Brassens en harmonieux conchieur de guerre... par Mediapart
mardi 7 janvier 2014
Je dédie cet article à la mémoire de mon grand père (Jean Marie Desbrosses) qui participa à toute la Guerre de 14 , blessé plusieurs fois il manqua y mourir de typhoïde ; autant vous dire que si il était vivant il pesterait ferme contre le centenaire , alors que les mêmes il y a cent ans les envoyaient à la boucherie
Merci à mon camarade et ami Daniel Levieux de m'avoir fait découvrir ce papier
Nous allons en baver pendant l'année 14 : la guerre, la guerre toujours recommencée ! Avec cette façon de confondre commémoration et célébration (« nous fêterons le centenaire de la guerre de 1914 », lâchait encore dans le poste, la semaine dernière, un producteur de France Musique). Certes, les historiens ont beaucoup à nous apprendre sur un tel conflit. Jean-Noël Jeanneney, fidèle à Mediapart depuis le début, nous accordera bientôt un entretien à ce sujet. Notre but n'est pas de réduire au silence un tel trauma. Nous prisons la façon de l'appréhender cultivée par l'Historial de Péronne (Somme), qui diffuse les recherches les plus stimulantes ou novatrices en direction du grand public, avec une approche internationale et panoramique. Ce que nous refusons, c'est la récupération politicienne dont usent quelques prétendus responsables au rancart.
Nous avons moqué le discours médiocre du président Hollande lorsqu'il lança l'opération du centenaire, le 7 novembre dernier : un p'tit mot pour chacun ; privilégier Clemenceau plutôt que Jaurès ; ne surtout pas trancher, cent ans après la boucherie, pour condamner cette folie collective et ces faillites individuelles. L'Élysée cherche simplement à rassembler, au nom de l'unité nationale, pour neutraliser les critiques voire agréger les suffrages. Piteuse absence de travail incommode de mémoire, au profit d'un massage électoral de glorieux souvenirs !
Nous protesterons, le 8 novembre 2014, lorsque pour clore une année entière de bourrage de crâne sous couvert de commémoration, le président Hollande invitera un aréopage de chefs d'État européens à regarder, salle Pleyel à Paris, J'accuse d'Abel Gance. Ce film muet de 1919 dénonçait avec force cette guerre concoctée par les ancêtres de nos huiles d'aujourd'hui, qui n'ont rien compris et tout oublié, sauf l'art de récupérer la contestation légitime, de broyer les révoltes logiques...

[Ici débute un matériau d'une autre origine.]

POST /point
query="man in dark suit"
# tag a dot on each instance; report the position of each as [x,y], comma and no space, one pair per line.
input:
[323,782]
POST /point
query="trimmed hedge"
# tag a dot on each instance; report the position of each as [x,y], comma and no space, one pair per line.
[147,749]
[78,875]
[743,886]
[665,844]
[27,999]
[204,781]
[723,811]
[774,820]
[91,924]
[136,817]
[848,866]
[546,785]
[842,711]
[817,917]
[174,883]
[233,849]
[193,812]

Il faudra jeter à la face de ces gens-là ce que Blaise Cendrars écrivait dans La Main coupée :« “Mourir pour la patrie est le sort le plus beau...” n'est-ce pas ? Vous croyez-vous au théâtre, Monsieur ? Avez-vous perdu le sens de la réalité ? Vous n'êtes pas au Français, ici. Et savez-vous ce qui se cache sous cet alexandrin ? La guerre est une ignominie. Tout au plus ce spectacle peut-il satisfaire les yeux, le cœur d'un philosophe cynique et combler la logique du pessimisme le plus noir. La vie dangereuse peut convenir à un individu, certes, mais sur le plan social, cela mène directement à la tyrannie, surtout dans une république menée par un sénat de vieillards, une chambre de bavards, une académie de m'as-tu-vu, une école de généraux... »

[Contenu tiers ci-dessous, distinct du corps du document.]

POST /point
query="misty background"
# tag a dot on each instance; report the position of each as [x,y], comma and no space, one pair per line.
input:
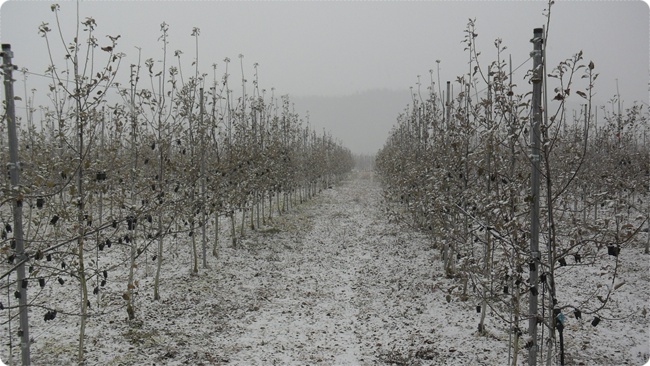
[348,66]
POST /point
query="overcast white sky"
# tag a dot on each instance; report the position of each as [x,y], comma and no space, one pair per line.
[330,49]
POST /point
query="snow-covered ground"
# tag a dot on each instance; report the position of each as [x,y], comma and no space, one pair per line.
[333,282]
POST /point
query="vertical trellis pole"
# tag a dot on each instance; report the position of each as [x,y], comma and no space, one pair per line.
[535,175]
[204,204]
[14,176]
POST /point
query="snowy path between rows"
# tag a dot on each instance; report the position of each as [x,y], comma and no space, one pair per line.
[332,282]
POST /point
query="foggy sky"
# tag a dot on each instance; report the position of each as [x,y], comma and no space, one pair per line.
[326,54]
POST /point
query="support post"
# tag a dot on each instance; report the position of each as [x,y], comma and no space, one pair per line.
[16,204]
[534,265]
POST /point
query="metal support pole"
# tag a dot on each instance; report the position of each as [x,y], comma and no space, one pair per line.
[14,174]
[535,143]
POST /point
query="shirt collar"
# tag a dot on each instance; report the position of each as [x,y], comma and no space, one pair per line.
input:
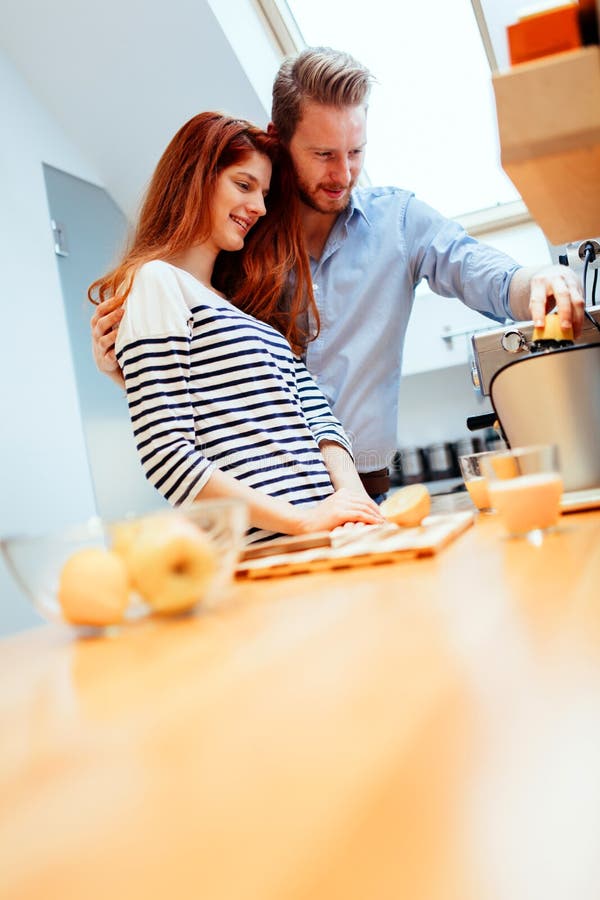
[356,205]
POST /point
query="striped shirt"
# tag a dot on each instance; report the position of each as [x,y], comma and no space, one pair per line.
[210,386]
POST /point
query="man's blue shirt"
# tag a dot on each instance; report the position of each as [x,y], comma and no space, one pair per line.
[378,251]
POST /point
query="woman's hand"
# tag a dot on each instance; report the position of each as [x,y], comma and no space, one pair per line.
[337,509]
[104,324]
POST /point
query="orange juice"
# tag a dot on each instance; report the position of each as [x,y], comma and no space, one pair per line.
[478,492]
[528,502]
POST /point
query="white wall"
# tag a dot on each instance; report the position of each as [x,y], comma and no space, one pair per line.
[45,480]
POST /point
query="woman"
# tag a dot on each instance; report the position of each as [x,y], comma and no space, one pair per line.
[213,294]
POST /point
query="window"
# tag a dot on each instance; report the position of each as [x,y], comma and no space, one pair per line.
[432,121]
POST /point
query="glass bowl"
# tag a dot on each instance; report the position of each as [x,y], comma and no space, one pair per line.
[100,575]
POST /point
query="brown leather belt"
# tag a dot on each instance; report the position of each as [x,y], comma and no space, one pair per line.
[376,483]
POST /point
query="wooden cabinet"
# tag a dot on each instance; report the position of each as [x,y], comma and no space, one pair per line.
[549,124]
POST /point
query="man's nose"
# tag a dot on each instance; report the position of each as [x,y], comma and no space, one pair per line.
[340,171]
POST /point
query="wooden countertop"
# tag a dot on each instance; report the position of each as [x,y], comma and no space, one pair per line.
[426,730]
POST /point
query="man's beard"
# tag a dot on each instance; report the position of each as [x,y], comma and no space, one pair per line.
[327,207]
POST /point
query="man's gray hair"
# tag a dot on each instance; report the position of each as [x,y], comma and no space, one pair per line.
[320,74]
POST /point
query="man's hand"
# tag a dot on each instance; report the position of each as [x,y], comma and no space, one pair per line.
[534,292]
[104,325]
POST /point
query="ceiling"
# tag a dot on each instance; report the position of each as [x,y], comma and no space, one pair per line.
[121,76]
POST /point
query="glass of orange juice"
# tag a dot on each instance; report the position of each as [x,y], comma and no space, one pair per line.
[474,479]
[525,487]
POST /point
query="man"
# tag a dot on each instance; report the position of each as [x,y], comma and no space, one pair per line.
[369,248]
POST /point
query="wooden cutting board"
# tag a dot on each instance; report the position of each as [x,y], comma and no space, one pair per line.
[357,546]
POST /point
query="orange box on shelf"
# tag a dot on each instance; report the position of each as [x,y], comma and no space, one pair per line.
[544,33]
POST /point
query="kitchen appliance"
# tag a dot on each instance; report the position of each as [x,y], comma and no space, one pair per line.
[440,461]
[409,466]
[554,398]
[494,349]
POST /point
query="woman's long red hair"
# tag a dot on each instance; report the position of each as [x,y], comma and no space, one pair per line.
[270,277]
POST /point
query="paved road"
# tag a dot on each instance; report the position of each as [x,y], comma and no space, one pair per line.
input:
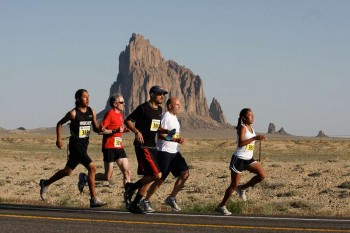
[19,218]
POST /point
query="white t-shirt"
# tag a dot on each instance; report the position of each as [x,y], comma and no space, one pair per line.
[169,121]
[246,152]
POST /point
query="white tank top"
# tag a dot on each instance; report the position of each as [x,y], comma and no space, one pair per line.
[169,121]
[246,152]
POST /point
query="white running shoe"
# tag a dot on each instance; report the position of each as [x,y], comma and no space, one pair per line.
[223,210]
[146,206]
[170,201]
[43,188]
[241,193]
[82,182]
[95,202]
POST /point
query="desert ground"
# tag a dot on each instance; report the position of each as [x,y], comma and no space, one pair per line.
[306,176]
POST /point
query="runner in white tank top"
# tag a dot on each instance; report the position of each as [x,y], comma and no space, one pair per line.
[246,152]
[242,159]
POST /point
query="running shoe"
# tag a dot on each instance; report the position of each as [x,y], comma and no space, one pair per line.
[43,188]
[241,193]
[171,201]
[82,182]
[128,194]
[96,202]
[136,209]
[170,134]
[223,210]
[146,206]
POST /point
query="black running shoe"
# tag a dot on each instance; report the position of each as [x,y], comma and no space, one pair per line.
[136,209]
[128,194]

En 2014, il va nous falloir découvrir la voix singulière des poètes face à l'Histoire. Dans une magnifique étude, Monde terrible où naître (Honoré Champion, 2011), Anne Mounicdonne à connaître ce singulier qui résiste. « Le poème nous permet de contempler la pensée en sa source incarnée, et en ses conséquences à l'égard du choix de la vie ou de la mort que fait l'individu, mais aussi toute civilisation », écrit l'universitaire en amont de son voyage au bout de cet espace infernal que fut le premier conflit mondial. Citons simplement le BritanniqueRobert Graves (1895-1985), qui nous a donné à jamais ce conseil (To Lucia at birth) :
Then reckon time by what you are or do,
Not by the epochs of the war they spread.
Hark how they roar; but never turn your head.
Nothing will change them, let them not change you.
Évalue dès lors le temps selon ce que tu es, ce que tu fais,
Non par les étapes de cette guerre qu'ils répandent.
Prends garde à leurs rugissements, mais ne tourne jamais la tête.
Rien ne les transformera, ne les laisse pas te transformer.
Quand les oiseleurs commémoratifs nous gaveront de leurs discours empoisonnés durant l'année qui s'ouvre, sachons les récuser. Voici, en guise de viatique audiovisuel, un montage de propos et chansons de Georges Brassens sur la guerre. Le futur artiste anarchisant n'avait pas été courageux durant l'occupation nazie (il s'en explique ci-dessous à 9 min 45), mais sa lucidité sur la malédiction belliciste, qui nous a enveloppés depuis 1914, vaut le détour. Clouons le bec des célébrateurs patentés avec ce retour, inépuisable, aux sources libertaires et antimilitaristes !...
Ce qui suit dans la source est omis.